Thanksgiving originated from old English traditions dating back to the Protestant Reformation, and was traditionally celebrated as a day of giving thanks for the blessing of the harvest, and of the past year. Here in Canada, we celebrate Thanksgiving in mid-October, whereas the United States observes the holiday on the fourth Thursday of November (and then follows it up with Black Friday- why delay Christmas shopping and rampant consumerism any longer, eh?)

Although now in urban cities we do not hold an actual “harvest festival”, giving thanks for the past year is definitely still applicable to us. In a way, we reap what we sow, and we should be grateful for what we’ve been blessed with.

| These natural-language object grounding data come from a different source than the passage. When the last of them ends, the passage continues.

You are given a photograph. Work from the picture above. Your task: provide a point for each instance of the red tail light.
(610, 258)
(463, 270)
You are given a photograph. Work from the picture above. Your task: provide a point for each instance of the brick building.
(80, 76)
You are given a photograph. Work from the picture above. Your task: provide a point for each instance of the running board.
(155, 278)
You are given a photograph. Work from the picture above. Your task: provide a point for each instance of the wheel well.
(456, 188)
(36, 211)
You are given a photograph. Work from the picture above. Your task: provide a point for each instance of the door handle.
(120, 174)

Life moves very quickly, and if you don’t stop and take a look around once in a while, you may take the little things for granted and only notice in the wake of its absence.

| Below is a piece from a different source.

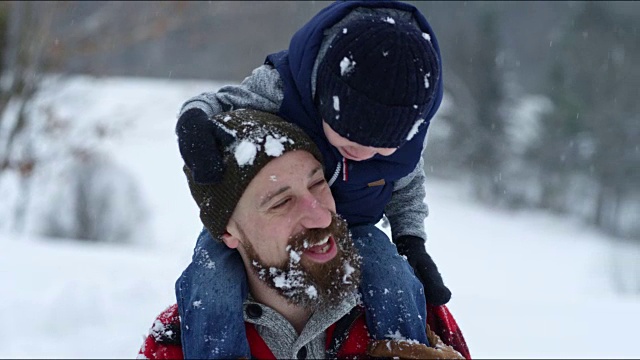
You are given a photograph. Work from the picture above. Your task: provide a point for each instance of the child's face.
(351, 150)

This year, I am thankful for:

  • My family and friends, first and foremost. Thank you for supporting me, thank you for being my rock when life gets really tough. This year has been just that. Thank you for putting up with me, for knowing me so well, for blessing me with your presence, laughter, and warm hearts. Thank you for looking out for my best interests, listening to me, giving me advice and help when I need it, and being a part of my life.

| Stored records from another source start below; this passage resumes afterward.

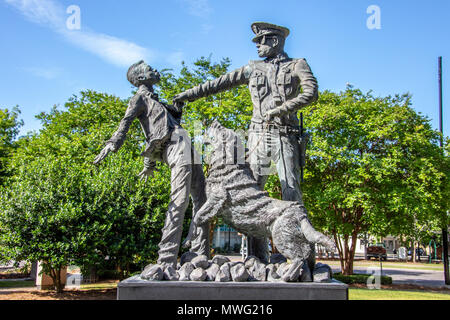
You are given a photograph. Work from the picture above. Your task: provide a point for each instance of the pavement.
(420, 277)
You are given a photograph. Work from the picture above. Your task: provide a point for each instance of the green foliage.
(61, 209)
(374, 166)
(360, 278)
(9, 129)
(232, 108)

  • Community. Of all sorts and sizes.
  • A roof over my head, and all my basic needs met.
  • An education and various jobs in which I am able to continuously learn and grow, and challenge myself to be the best that I can be. The fact that I am complaining about midterms means that I have the opportunity to pursue higher education, and that’s not something that should be taken for granted.
  • Music. For being able to listen, and play it myself. At this rate, I will likely suffer hearing loss at an old age, but I start and end my day with my headphones in.
  • Random acts of kindness. Even the smallest things can touch your heart and make a big impact.
  • John Green.
  • All the personal development I’ve gone through this past year. Those who have both helped me, and hurt me, thank you for helping me grow in character.

Happy Thanksgiving, folks! May you spend it in the company of those you love. Or study simultaneously, if you’re also in my shoes. Wear loose-fitting pants, indulge in that turkey, and take a moment to give thanks for the blessings in your life.